Are we becoming numb to violence? | Inquirer Opinion

Are we becoming numb to violence?

/ 04:25 AM November 20, 2023

In recent weeks, headlines have been dominated by a series of disturbing news. Radio journalist Juan Jumalon was still on air when he was suddenly shot and killed inside his home in Misamis Occidental. The shocking incident was caught on a livestream of his show. Meanwhile, in Nueva Ecija, a 60-year-old woman and her 55-year-old partner fell victim to an ambush inside a bus carrying sleeping passengers. The entire attack was captured by the vehicle’s dashboard camera and immediately went viral online.

Living in an age of instant news updates, broadcasts of violence do not only happen frequently, we are also granted virtual front-row seats to these events through videos and photos shared by witnesses. Coupled with how social media has facilitated easy access to global news in a time seemingly marked by impunity, the result is a significant surge in distressing media content to which we are exposed every single day. It is worth pondering how this constant bombardment might be affecting our collective well-being and long-term mental health.

Individuals often turn to the news to try to understand and make sense of difficult situations. Studies show, however, that incessant access to disturbing updates could easily create a harmful cycle: Reading the news may increase a person’s anxiety, which in turn, could fuel a compulsion to keep knowing more about the issue. For those who have previously undergone similar traumatic experiences, continual exposure to media coverage on the subject may trigger symptoms akin to post-traumatic stress disorder, such as flashbacks and nightmares.


While some individuals experience intense reactions, others cope by suppressing their emotions altogether, compromising their ability to empathize with victims. Systematic desensitization, a form of behavioral therapy, aids people in overcoming debilitating phobias by gradually exposing them to the stimulus until fear of it diminishes. Various research indicates that individuals may unknowingly experience the same level of desensitization to violence due to the high volume of violent media consumption, be it through crime-related news or graphic scenes in movies, shows, and video games.


The danger lies not only in becoming desensitized to others’ suffering but also in how it could foster more aggressive behavior that might lead individuals to act out violent scenes in real life. For instance, broadcasting news about mass shootings involving firearms appears to subsequently increase the occurrence of similar crimes in the future.
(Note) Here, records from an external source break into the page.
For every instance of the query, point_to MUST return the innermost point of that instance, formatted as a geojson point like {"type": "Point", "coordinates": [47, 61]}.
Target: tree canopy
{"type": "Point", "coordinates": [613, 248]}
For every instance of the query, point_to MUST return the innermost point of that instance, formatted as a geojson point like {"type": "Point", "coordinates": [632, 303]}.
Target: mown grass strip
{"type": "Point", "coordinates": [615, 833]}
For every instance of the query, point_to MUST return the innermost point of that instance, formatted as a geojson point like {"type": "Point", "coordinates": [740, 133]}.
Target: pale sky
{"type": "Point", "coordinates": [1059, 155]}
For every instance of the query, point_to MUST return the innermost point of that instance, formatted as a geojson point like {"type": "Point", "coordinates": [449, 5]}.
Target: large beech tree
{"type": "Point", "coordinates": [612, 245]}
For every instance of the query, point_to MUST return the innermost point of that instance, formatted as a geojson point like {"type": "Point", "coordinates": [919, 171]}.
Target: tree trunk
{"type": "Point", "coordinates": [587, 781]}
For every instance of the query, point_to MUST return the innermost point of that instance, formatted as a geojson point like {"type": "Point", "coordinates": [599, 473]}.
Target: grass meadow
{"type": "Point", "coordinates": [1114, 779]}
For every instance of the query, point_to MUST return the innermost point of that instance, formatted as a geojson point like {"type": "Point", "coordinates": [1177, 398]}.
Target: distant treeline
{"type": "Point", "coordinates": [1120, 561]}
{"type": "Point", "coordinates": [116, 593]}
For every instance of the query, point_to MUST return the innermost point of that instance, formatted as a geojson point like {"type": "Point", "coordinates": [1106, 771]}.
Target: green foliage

The American Academy of Child and Adolescent Psychiatry found that children exposed to realistic and unpunished violence in media are more likely to imitate what they see and treat violence as an acceptable way to solve problems.

The likelihood of encountering disturbing videos on social media is always present but the risk escalates whenever a violent crime becomes a trending topic. Given the rapid vitality of such content, online platforms often struggle to enforce effective content moderation policies, leaving users vulnerable to seeing distressing scenes. Take, for example, the Nueva Ecija case. Before I even heard about it through traditional news outlets, my X (formerly Twitter) algorithm placed the unblurred video of the incident on top of my feed, catching me off guard and mentally unprepared for what I unwittingly witnessed.


Media organizations bear a crucial responsibility in mitigating the inadvertent spread of distress in the aftermath of violent events. Choosing a more balanced coverage that highlights informative content instead of graphic details could help lessen the impact of exposure to traumatic events. However, this is also an era where anyone with a smartphone and internet connection can break the news, and social media users share equal accountability in ensuring responsible reporting and reposting.

As consumers, we must monitor our media habits. By being more attuned to how a piece of news affects us, we can also make more informed choices. For example, psychologists recommend sticking to reading about traumatic events rather than watching video clips, as the text format may have a considerably lower mental and emotional toll. They also recommend assigning designated times to check the news to help limit exposure. Instead of round-the-clock scrolling, we could proactively set boundaries that will enable us to stay up-to-date without putting our long-term mental health at risk. For parents, it is advisable to pay extra attention to their children’s social media activity during periods when disturbing cases are gaining traction online.

In a culture inundated with increasingly violent media, the solution lies in moderation— both in the way news is reported and in the way we, as members of the audience, engage with it.